Every Late Late Show has felt like a special edition recently. Christmas began in earnest with the Toy Show at the end of November. Seven days ago, Dolly Parton and Daniel O'Donnell topped the bill for the Late Late Country Special. And this week, studio four throws open its doors to Bono, The Edge, Glen Hansard and others for an enjoyable celebration of the annual Christmas Eve busking gigs on Grafton Street.
There’s lots of socially distanced singing as the seasonal fundraiser relocates to Montrose. Danny O’Reilly of The Coronas and Steve Garrigan of Kodaline join forces like soft-pop Power Rangers for an opening take on Mic Christopher’s Heyday.
This is followed by Shane MacGowan, John Sheahan of The Dubliners, Finbar Furey, Lisa O’Neill and Vivienne Long performing Raglan Road (Imelda May joins by Zoom). The evening finishes with Bono, The Edge and others running through a brisk version of Darlene Love’s Christmas (Baby Please Come Home) – famously covered by Mariah Carey (and also by U2 in 1987).
The Grafton Street busk was started a decade ago by Hansard to help Dublin homeless charities. They have since grown into a Christmas institution and the Late Late special goes some way towards capturing the magic of those performances.
Bono and the Edge are obviously the unofficial headliners. But if the night has an emotional core it is the duet between Hansard and Philip Powell,who was homeless for 20 years. Together they deliver an emotional cover of George Michael’s Faith. The song is clearly something of a guiding light for Powell, who has now secured permanent accommodation.

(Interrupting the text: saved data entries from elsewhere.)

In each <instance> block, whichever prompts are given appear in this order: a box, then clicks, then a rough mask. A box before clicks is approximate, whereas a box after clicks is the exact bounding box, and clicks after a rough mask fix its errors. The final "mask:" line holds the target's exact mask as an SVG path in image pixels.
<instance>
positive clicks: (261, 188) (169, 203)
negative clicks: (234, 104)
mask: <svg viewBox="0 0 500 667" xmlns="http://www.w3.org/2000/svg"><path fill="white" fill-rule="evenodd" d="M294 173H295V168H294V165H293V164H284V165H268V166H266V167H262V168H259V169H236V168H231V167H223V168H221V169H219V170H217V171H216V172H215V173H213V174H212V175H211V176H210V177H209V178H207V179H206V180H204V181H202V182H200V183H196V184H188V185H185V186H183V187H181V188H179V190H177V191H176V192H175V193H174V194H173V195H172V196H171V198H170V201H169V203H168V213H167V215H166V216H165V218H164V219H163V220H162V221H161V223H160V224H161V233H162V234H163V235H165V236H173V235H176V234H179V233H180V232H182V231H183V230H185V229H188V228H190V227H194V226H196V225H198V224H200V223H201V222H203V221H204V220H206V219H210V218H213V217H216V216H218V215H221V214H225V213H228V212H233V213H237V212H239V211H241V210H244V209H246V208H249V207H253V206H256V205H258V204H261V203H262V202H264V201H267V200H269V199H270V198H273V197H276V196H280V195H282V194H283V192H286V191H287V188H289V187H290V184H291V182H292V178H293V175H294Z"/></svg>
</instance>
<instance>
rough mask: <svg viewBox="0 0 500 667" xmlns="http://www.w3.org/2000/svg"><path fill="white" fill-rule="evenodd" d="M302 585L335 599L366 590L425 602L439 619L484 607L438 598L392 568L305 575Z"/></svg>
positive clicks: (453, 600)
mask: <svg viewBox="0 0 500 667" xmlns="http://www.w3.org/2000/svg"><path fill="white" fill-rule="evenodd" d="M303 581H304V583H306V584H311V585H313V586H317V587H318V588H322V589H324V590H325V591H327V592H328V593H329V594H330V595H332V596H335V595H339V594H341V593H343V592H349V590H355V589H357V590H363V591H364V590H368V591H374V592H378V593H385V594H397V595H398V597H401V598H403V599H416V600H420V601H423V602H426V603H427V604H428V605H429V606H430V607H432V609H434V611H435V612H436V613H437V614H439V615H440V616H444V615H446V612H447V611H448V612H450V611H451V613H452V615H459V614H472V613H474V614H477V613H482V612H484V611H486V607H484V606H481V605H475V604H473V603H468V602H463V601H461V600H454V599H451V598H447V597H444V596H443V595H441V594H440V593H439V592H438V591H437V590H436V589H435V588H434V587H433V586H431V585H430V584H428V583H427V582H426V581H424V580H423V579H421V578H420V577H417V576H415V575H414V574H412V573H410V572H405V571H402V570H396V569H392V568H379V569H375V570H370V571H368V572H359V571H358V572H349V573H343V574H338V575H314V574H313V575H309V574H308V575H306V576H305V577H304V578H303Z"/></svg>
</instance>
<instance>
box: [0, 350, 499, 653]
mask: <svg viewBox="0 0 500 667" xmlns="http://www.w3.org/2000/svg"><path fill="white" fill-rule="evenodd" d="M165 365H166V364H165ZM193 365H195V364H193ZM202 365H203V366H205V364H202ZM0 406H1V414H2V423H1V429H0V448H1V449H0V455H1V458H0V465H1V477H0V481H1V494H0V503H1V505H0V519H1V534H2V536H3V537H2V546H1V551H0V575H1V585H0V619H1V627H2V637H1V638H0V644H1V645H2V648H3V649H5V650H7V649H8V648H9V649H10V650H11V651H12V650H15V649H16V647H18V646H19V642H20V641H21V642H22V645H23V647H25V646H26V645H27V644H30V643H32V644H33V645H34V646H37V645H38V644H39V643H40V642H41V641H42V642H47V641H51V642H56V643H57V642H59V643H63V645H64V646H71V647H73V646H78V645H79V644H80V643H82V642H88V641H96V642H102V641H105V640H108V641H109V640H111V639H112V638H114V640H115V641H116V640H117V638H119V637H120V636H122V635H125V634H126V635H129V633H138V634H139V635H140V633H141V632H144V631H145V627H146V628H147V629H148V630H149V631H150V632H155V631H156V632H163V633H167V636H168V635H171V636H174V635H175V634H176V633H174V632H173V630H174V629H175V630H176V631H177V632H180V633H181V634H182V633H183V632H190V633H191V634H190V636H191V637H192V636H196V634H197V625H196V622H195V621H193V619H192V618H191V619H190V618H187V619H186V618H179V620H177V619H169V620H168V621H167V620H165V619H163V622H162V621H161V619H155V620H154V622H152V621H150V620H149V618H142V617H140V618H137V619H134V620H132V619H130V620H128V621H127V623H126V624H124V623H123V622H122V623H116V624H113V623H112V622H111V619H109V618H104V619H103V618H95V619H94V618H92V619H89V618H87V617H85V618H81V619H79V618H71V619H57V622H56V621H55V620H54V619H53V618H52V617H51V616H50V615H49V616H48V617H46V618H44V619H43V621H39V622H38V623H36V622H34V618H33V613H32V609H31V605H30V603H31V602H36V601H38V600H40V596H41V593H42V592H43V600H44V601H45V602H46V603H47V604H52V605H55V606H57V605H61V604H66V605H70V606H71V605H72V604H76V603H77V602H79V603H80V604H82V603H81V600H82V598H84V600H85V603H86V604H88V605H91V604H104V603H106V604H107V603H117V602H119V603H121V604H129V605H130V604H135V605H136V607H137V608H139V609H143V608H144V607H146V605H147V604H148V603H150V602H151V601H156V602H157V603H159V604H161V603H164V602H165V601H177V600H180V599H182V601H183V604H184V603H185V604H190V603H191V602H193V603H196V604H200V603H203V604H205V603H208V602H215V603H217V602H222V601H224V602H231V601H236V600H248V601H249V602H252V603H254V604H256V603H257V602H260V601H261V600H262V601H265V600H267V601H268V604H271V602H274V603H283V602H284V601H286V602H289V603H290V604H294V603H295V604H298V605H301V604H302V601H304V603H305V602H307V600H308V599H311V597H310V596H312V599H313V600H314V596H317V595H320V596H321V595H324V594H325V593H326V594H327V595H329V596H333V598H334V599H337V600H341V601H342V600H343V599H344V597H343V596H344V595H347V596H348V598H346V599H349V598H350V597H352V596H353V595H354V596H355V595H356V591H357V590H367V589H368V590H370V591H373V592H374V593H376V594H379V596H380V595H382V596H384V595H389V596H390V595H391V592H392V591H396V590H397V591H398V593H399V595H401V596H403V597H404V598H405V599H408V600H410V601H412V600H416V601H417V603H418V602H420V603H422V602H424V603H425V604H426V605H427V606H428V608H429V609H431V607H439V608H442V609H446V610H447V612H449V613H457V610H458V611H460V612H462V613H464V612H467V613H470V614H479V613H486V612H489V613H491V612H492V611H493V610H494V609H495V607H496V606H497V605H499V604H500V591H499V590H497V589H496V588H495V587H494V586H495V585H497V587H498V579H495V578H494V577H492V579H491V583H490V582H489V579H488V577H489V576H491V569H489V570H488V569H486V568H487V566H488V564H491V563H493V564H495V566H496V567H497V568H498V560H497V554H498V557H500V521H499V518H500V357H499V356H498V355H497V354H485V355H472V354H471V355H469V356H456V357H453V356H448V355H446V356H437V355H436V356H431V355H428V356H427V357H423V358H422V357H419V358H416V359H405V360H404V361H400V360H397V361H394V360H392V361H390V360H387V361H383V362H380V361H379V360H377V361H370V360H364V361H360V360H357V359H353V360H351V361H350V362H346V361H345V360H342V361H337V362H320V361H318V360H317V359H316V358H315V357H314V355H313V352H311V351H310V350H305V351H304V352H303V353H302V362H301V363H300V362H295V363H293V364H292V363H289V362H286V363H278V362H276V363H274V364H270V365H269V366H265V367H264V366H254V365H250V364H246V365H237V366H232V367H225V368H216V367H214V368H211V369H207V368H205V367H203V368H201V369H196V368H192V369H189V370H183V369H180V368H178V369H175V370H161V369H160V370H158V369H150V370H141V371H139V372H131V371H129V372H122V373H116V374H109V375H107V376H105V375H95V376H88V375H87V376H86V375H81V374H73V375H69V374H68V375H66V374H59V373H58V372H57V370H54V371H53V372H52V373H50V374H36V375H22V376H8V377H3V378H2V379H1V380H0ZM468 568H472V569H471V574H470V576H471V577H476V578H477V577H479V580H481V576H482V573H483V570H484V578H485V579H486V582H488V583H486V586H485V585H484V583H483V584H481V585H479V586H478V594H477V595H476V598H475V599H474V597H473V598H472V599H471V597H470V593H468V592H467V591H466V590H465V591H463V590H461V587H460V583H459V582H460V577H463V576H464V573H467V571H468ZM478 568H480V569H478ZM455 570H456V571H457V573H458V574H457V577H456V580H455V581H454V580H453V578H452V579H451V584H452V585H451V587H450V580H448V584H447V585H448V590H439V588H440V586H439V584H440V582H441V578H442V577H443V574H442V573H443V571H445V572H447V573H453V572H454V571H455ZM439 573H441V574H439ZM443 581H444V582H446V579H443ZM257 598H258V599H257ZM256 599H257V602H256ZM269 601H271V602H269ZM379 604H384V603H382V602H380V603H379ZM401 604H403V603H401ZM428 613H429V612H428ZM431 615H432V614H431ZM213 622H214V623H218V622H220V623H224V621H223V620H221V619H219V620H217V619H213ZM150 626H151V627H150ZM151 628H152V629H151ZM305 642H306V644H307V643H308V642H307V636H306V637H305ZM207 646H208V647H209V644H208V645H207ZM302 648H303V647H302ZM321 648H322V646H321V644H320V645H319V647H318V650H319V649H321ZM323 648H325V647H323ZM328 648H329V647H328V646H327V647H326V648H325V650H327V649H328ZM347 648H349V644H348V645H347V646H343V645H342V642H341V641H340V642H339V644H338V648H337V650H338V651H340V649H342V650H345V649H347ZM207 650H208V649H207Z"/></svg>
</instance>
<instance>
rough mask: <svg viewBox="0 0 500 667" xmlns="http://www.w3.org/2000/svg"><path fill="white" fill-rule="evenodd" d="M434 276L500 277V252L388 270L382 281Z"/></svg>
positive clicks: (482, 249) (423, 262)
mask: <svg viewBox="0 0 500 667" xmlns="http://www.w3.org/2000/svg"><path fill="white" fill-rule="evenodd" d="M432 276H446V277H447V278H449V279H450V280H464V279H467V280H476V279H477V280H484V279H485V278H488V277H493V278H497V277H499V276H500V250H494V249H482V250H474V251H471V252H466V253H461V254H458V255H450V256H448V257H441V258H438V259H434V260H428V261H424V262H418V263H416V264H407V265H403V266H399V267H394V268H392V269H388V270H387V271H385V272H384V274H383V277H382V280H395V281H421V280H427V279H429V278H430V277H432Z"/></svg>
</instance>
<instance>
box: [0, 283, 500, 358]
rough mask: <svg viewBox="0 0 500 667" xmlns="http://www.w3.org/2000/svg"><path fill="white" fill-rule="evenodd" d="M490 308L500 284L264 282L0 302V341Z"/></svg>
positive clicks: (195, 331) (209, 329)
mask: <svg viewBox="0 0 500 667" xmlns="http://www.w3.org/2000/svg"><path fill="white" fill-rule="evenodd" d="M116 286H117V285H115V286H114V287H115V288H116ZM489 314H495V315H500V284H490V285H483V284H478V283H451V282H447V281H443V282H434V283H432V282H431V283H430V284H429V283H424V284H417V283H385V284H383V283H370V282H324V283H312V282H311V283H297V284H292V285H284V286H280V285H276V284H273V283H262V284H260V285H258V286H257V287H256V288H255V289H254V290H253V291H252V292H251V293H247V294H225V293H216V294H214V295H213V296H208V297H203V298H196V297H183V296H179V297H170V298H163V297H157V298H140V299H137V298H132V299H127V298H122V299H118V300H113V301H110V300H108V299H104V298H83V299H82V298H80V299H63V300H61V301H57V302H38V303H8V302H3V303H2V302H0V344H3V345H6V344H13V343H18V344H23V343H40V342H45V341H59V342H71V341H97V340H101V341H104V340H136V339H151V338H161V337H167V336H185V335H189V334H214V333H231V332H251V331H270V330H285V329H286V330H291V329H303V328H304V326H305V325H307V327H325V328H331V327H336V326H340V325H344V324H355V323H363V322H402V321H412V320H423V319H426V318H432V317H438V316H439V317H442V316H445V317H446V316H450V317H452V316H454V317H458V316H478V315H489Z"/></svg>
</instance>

“The loneliness is the hardest part,” he says of living on the streets. “You couldn’t understand unless you’d been there yourself.”
U2 receive lots of chippy disdain in Ireland. And as expected, Twitter lights up as Bono and The Edge joined Tubridy for a chat.
It’s true that it is a slightly strange interview. Bono keeps swapping seats in order to maintain a minimum safe distance from Tubridy (his “reasoning” is that he’s a bigger chatterbox than the Edge). He also talks over the host in order to reminisce with Glen Hansard about growing up on the northside of Dublin.
And yet Bono and The Edge exude about as much humility as you would expect of international rock stars. One surprise is that Bono can’t bear to hear himself on U2 recordings from the 1980s and early 1990s (U2’s best period). His theory is that it wasn’t until the death of his father, in 2001, that he felt fully able to express himself through singing.
“My own voice – I don’t like the sound of it,” he says. “When he [his father] passed away I finally became the singer I could be…It’s like a will and testament, they can give you something of a gift.”